Aku menoleh saat suara derit pintu terdengar pelan. Seorang wanita cantik paruh baya dan seorang gadis kecil berjalan memasuki ruangan lalu menghampiriku.

"Kau terlihat sangat cantik, Nak." Ucap Ibu seraya menggenggam lembut tanganku.

"Terimakasih sudah datang, Bu."

"Sudah Ibu bilang, Ibu akan datang kan?"

"Arra apa kabar?" Aku beralih pada seorang gadis kecil dan mengusap rambut lurusnya lembut.

"Baik, Kak. Oiya, selamat ya Kak."

"Iya, terimakasih sudah datang." Aku tersenyum manis.

Tak lama, suara deritan pintu kembali terdengar. Kini seorang lelaki dengan setelan tuxedo putih berjalan dengan gagahnya memasuki ruangan. Lihatlah, lelaki yang akan menjadi suamiku beberapa menit lagi terlihat begitu menawan. Agak aneh rasanya menyebutnya sebagai suamiku, menimbulkan rasa menggelitik di perut.

"Ibu datang?" Ucap Farren dengan nanda terkejut menyadari Ibu.

"Apakah Ibu pernah bilang kalau Ibu tidak akan datang?"

Lelaki itu tersenyum simpul.

"Terimakasih Bu telah merestui kami."

"Bagaimana bisa Ibu menghalangi kebahagiaan kedua anak Ibu?" Ucap Ibu dengan senyum teduh.

"Baiklah, ini saatnya Ibu keluar. Acaranya akan dimulai sebentar lagi kan?"

"Ya."

Ibu memelukku sebentar lalu pergi bersama Arra. Kini hanya tinggal kami berdua yang berada di ruangan. Sial, kenapa tiba-tiba aku merasa canggung?

"Kau terlihat cantik." Ucap lelaki itu dengan senyum manis di bibirnya.

Aku hanya tertunduk malu menyembunyikan pipiku yang memerah.

"Kau bahkan terlihat lebih cantik jika sedang tersipu malu." Lanjutnya dengan senyum menggoda.
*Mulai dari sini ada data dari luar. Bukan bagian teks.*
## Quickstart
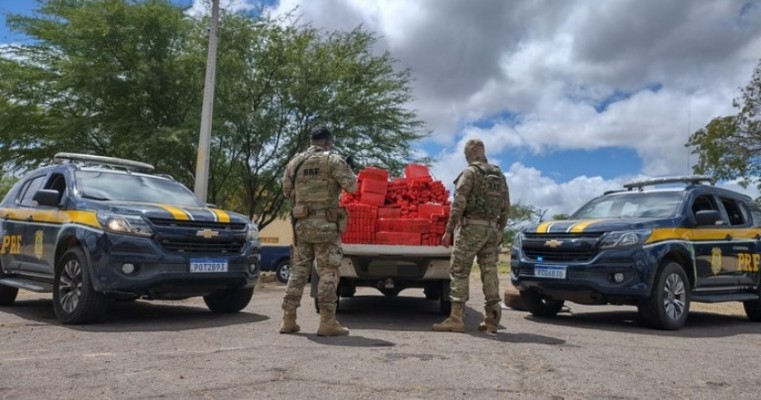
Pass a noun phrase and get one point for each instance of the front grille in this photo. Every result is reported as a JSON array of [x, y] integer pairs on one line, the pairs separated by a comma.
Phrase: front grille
[[220, 226], [202, 246], [558, 256], [560, 247]]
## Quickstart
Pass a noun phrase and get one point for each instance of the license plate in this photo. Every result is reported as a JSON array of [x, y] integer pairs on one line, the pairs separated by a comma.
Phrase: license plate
[[208, 265], [550, 271]]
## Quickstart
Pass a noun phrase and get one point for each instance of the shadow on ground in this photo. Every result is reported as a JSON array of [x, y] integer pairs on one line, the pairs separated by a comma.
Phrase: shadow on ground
[[136, 316], [699, 324]]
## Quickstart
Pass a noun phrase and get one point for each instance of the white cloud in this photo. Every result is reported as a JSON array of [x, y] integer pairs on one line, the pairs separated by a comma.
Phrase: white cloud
[[203, 7], [672, 65]]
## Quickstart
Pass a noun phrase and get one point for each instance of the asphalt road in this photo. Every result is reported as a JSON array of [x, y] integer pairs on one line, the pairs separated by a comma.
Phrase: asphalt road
[[179, 350]]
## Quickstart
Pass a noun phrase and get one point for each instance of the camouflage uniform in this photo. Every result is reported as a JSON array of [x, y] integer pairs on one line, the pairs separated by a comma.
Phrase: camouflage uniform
[[313, 179], [480, 208]]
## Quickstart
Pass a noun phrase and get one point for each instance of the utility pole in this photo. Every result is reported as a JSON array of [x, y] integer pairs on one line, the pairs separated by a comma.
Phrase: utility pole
[[204, 140]]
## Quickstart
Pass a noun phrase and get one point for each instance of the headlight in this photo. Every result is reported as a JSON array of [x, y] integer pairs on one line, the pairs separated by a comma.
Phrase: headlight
[[253, 233], [518, 241], [625, 238], [124, 224]]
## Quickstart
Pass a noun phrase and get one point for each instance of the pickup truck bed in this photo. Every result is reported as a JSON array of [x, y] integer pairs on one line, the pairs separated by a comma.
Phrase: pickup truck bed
[[393, 268]]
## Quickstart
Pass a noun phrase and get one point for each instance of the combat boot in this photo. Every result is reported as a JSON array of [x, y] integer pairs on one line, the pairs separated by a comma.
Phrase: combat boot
[[329, 326], [288, 324], [454, 323], [492, 315]]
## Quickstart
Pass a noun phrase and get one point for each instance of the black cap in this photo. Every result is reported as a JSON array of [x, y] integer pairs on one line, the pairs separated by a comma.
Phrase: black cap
[[321, 132]]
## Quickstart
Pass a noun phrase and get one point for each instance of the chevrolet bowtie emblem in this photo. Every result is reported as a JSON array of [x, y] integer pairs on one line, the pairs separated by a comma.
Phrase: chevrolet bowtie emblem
[[207, 233]]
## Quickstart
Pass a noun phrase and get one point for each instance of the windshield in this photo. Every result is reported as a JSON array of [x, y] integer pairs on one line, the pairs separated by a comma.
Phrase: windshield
[[632, 205], [105, 185]]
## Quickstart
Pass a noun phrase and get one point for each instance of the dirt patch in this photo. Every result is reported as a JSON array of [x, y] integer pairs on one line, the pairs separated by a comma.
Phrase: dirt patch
[[731, 308]]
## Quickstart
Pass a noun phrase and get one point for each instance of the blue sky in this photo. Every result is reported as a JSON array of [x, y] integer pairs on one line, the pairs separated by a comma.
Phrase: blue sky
[[571, 97]]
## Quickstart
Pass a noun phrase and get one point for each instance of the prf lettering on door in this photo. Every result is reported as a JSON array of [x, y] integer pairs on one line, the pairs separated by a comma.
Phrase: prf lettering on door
[[11, 244], [747, 262]]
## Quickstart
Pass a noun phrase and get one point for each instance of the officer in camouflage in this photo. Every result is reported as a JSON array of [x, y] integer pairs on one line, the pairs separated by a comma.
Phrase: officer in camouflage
[[313, 180], [478, 218]]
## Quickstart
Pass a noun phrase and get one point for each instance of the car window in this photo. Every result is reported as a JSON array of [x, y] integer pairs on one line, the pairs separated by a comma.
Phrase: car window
[[735, 211], [57, 182], [34, 185], [115, 186], [702, 203], [632, 205]]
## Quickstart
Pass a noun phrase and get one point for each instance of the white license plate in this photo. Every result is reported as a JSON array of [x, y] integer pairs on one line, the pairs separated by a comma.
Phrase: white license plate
[[550, 271], [208, 265]]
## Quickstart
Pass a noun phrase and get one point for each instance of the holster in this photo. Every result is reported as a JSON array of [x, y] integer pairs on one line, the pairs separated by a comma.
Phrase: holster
[[300, 211], [342, 216]]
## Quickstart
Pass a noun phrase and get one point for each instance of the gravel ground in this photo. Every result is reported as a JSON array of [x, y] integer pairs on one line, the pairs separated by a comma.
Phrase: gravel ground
[[179, 350]]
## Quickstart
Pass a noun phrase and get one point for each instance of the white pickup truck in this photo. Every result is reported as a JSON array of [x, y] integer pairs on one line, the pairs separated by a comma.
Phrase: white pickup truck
[[393, 268]]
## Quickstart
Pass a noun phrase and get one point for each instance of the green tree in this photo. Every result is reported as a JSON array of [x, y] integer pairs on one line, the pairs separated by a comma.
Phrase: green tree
[[125, 79], [278, 80], [106, 77], [729, 147], [6, 183]]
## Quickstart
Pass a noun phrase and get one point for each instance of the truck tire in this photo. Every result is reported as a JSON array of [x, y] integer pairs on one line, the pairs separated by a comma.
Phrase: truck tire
[[668, 306], [7, 295], [445, 304], [513, 298], [539, 305], [432, 292], [347, 290], [229, 301], [283, 271], [753, 308], [75, 301]]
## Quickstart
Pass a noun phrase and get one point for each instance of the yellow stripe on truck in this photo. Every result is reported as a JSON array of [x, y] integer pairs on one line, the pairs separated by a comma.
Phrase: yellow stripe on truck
[[702, 234], [177, 213], [580, 226], [543, 227], [88, 218], [222, 216]]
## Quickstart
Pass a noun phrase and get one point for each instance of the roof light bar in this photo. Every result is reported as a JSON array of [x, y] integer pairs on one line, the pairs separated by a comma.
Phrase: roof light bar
[[100, 160], [687, 179]]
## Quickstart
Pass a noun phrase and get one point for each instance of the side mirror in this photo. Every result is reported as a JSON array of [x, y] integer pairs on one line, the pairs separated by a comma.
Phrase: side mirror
[[707, 217], [47, 197]]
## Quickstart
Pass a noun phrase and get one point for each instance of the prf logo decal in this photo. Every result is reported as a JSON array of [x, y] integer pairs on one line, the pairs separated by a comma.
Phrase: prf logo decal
[[38, 244], [11, 244], [715, 260]]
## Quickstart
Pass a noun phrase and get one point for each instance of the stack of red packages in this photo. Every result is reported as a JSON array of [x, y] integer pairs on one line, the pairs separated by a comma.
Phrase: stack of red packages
[[405, 211], [360, 227], [373, 186]]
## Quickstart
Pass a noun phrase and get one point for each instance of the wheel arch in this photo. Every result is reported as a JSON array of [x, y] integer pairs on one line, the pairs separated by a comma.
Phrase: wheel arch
[[682, 257], [75, 237]]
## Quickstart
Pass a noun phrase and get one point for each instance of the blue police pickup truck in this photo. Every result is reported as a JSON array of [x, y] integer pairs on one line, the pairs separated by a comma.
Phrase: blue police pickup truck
[[91, 228], [653, 246]]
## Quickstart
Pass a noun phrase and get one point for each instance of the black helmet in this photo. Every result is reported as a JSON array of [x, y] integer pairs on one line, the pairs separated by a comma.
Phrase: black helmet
[[321, 132]]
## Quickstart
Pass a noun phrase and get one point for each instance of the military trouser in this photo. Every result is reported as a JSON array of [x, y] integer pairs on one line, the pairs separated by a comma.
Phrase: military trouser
[[480, 242], [327, 255]]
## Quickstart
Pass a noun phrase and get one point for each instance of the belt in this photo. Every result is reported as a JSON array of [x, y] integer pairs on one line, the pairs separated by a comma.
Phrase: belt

"Hentikanlah, dasar bodoh." Aku meninju pelan dadanya. Ia hanya tertawa kecil.

"Keyna.. sudah waktunya," teriak Sarah saat ia memasuki ruangan. "Eh, ada Farren juga ternyata," ucapnya saat menyadari Farren yang berada di sebelahku. Sarah menghampiriku dan memberikan sebuah buket bunga putih kecil.

Farren menatapku dengan sebuah tangan terulur. "Ayo," aku meraih tangannya. Ia menggenggam jemariku lembut lalu berjalan pelan menuntunku keluar dari ruang rias.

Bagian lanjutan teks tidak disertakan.